Lymphocytes are inherently fragile and are easily ruptured, resulting in lack of adequate numbers of intact cells and abundant cytoplasmic fragments in a background of smears. Additionally, inadequate cellularity can also be a problem (sometimes, no lymphoid cells are harvested). These issues can cause difficulties with interpretation of ICC slides.

Therefore, we perform routine staining (Wright Giemsa stain) on the slides and confirm whether these smears have good quality enough for ICC before processing ICC. Alternatively, we can use pre-stained slides submitted for routine cytologic examination for subsequent ICC, if they are already diagnosed with lymphoma by a pathologist.

While generally unstained slides yield stronger immunocytochemical responses, the difference of the signal intensity is minimal between unstained and Romanowsky-stained (e.g. Wright-Giemsa, Diff Quik) slides. Furthermore, the difference of signal intensity does not affect the diagnosis of immunophenotyping2.

Air-dried cytology slides are acceptable for use in ICC as described above, but cell viability and antigen-antibody responses are decreased if the slides remain at room temperature for a long time. If you want to keep air-dried slides for use of ICC in your clinic, storage at 2°C to 8°C for up to 2 weeks before ICC does not appear to affect antigenicity. The slides should be put in a plastic slide box and then in a zip-lock plastic bag with desiccant. Samples need to equilibrate to room temperature before opening the bag to avoid cell rupture3.

Lymphoid cell phenotype can also be determined via flow cytometry (FC) and PCR for antigen receptor rearrangement (PARR). FC and PARR are also minimally invasive tests, but they are not routinely available domestically at present. Note that we are able to send slides overseas for PARR testing; however, turnaround time can be prohibitive in some cases. Therefore, ICC is a routinely available test without extra time and effort to the submitting veterinarian to identify the immunophenotype of lymphoid cells in dogs.

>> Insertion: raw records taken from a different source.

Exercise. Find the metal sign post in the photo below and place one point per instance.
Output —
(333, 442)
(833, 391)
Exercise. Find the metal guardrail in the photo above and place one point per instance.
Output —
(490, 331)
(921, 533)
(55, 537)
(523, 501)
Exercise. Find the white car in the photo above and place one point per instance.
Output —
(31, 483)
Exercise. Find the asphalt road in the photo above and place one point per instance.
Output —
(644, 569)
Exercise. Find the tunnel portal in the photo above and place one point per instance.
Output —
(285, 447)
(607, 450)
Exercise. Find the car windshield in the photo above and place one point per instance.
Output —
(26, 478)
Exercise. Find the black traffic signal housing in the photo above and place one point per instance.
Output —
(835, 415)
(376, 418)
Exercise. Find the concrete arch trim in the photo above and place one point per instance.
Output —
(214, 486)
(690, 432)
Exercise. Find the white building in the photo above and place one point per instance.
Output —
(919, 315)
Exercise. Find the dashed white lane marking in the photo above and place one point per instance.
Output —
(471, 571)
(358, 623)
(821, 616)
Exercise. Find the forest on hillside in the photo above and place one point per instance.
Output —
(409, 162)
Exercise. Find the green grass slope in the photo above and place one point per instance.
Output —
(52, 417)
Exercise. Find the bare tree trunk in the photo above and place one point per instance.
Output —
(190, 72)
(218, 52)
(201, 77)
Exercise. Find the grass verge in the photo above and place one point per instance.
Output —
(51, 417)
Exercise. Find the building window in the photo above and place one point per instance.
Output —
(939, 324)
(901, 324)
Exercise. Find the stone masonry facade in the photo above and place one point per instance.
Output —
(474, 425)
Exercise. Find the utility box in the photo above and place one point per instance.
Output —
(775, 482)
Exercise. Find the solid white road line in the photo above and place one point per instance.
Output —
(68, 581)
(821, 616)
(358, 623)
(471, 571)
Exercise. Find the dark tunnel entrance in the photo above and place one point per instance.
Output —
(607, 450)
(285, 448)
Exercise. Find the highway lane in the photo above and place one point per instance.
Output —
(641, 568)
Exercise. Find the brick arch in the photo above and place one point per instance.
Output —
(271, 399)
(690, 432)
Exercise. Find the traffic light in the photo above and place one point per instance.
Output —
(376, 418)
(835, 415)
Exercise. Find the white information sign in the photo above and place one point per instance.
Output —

1. Sapierzynski, R. Practical aspects of immunocytochemistry in canine lymphomas. Polish Journal of Veterinary Sciences, 13: 661-668, 2010

2. Raskin, R. E., Vickers, J., Ward, J. G. et al. Optimized immunocytochemistry using leukocyte and tissue markers on Romanowsky-stained slides from dogs and cats. Veterinary Clinical Pathology, 48: 88-97, 2019

3. Raskin, R. E., Meyer, D. J. Advanced Diagnostic Techniques. In: Canine and Feline Cytology, 3rd ed. (Wilson, L. ed.), pp. 453-494, Elsevier, St. Louis, 2016.